For decades, medical education has followed a timeworn path — heaps of book learning and lectures, then clinical rotations exposing students to patients.
But as technology explodes into patient care (surgeons can preview operations using virtual 3-D images built from a patient’s scans), the gap between medical education and real-world care has “become a chasm,” said Marc Triola, director of N.Y.U. Langone’s Institute for Innovations in Medical Education, created in 2013 to address the issue.
“The health care delivery system is changing every day,” he said, “and our medical education system has been lagging.”
In what looks like an urgent game of catch-up, medical and nursing schools across the country are retooling how and what they teach. This is also getting a boost from concern about the looming shortage of primary caregivers.
While “the national narrative is that we need more” doctors and nurses, said Erin Fraher, director of the Carolina Health Workforce Research Center, “that is precisely the wrong way to frame this. The question has to be: Where are the places in the U.S. where patients cannot get access to diabetes care, access to prenatal care?”
Those questions are redesigning health care education, with more community-based clinic rotations, special programs (and scholarships) for rural and underserved students, and a greater role for nurses and nurse practitioners.
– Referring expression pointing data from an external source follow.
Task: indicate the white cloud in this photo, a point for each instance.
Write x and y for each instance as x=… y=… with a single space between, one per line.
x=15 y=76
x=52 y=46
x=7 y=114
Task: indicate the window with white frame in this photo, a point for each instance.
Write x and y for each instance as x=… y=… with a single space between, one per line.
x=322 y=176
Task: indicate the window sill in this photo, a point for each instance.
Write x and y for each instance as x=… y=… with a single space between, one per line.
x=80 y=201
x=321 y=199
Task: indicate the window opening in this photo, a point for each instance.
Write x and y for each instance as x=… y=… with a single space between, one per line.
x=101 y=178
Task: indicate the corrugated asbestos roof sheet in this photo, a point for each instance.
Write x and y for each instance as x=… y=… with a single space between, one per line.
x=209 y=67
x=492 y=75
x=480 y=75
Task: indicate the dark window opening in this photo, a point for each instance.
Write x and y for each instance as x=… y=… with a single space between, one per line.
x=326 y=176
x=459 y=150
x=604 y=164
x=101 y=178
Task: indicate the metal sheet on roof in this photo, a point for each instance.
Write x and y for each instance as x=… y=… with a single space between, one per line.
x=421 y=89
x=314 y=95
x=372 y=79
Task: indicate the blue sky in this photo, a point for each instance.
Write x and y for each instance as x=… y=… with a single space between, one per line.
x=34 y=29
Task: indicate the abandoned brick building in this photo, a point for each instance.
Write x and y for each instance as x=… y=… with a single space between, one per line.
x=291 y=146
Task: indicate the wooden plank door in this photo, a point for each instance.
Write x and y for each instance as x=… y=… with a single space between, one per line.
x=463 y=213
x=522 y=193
As schools seek to make learning more efficient, technology — including virtual reality, augmented-reality software and high-fidelity simulations (mannequins “breathe,” cry, sweat and respond to medication) — is a big part of that.
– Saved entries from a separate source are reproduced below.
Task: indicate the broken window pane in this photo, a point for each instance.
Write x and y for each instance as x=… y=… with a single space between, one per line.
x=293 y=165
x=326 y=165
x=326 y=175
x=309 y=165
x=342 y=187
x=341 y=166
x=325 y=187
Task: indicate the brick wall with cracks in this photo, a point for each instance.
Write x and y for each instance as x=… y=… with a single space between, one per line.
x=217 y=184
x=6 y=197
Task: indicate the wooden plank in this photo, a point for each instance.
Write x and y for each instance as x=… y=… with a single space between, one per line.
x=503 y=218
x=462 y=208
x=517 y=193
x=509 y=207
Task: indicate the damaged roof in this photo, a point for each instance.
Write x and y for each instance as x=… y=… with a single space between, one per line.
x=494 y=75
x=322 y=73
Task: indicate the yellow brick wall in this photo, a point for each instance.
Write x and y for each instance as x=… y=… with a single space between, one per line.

And it must be, given that students have to learn more information, faster. Much of medicine is slow; you can’t shortcut taking a medical history. But visiting the pathology lab to study a colon sample?
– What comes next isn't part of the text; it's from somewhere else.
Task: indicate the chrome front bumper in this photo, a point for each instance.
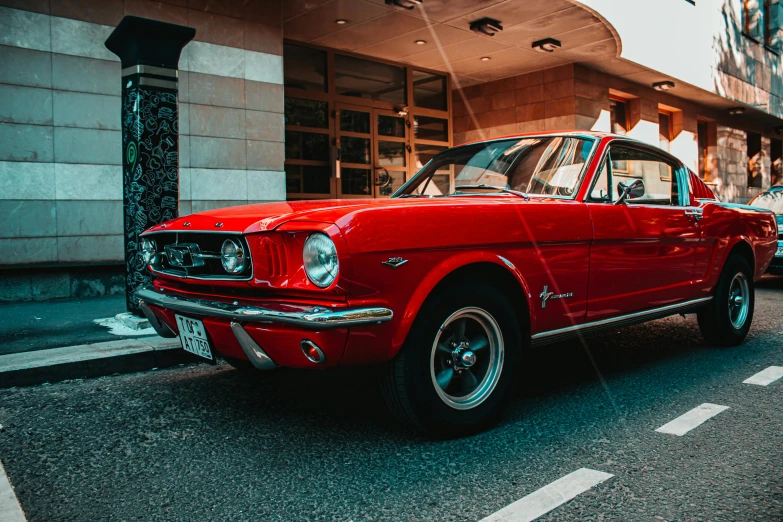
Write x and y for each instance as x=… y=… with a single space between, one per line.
x=314 y=318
This is where Greg Dorsainville, a multimedia developer and one of 28 full-time staff members in the N.Y.U. institute, steps in, using a 360-degree camera to film a 45-minute session with a pathologist. He cut the lesson to 5:46, time that a medical student can spare to don goggles, zoom in and see what a polyp actually looks like, making it something to be remembered as “a visual in their mind. It’s not just a concept.”
The availability of tools like virtual-reality goggles (about $200 a pair), along with a growing library of software, is changing how students acquire science content. But the bigger deal may be what technology is doing to skill learning.
Marlene Alfaro, a second-year student at the University of California Riverside School of Medicine, can slip on goggles and — in virtual reality — call up a 3-foot 3-D image of a ruby red beating heart and, with a controller, probe its structures.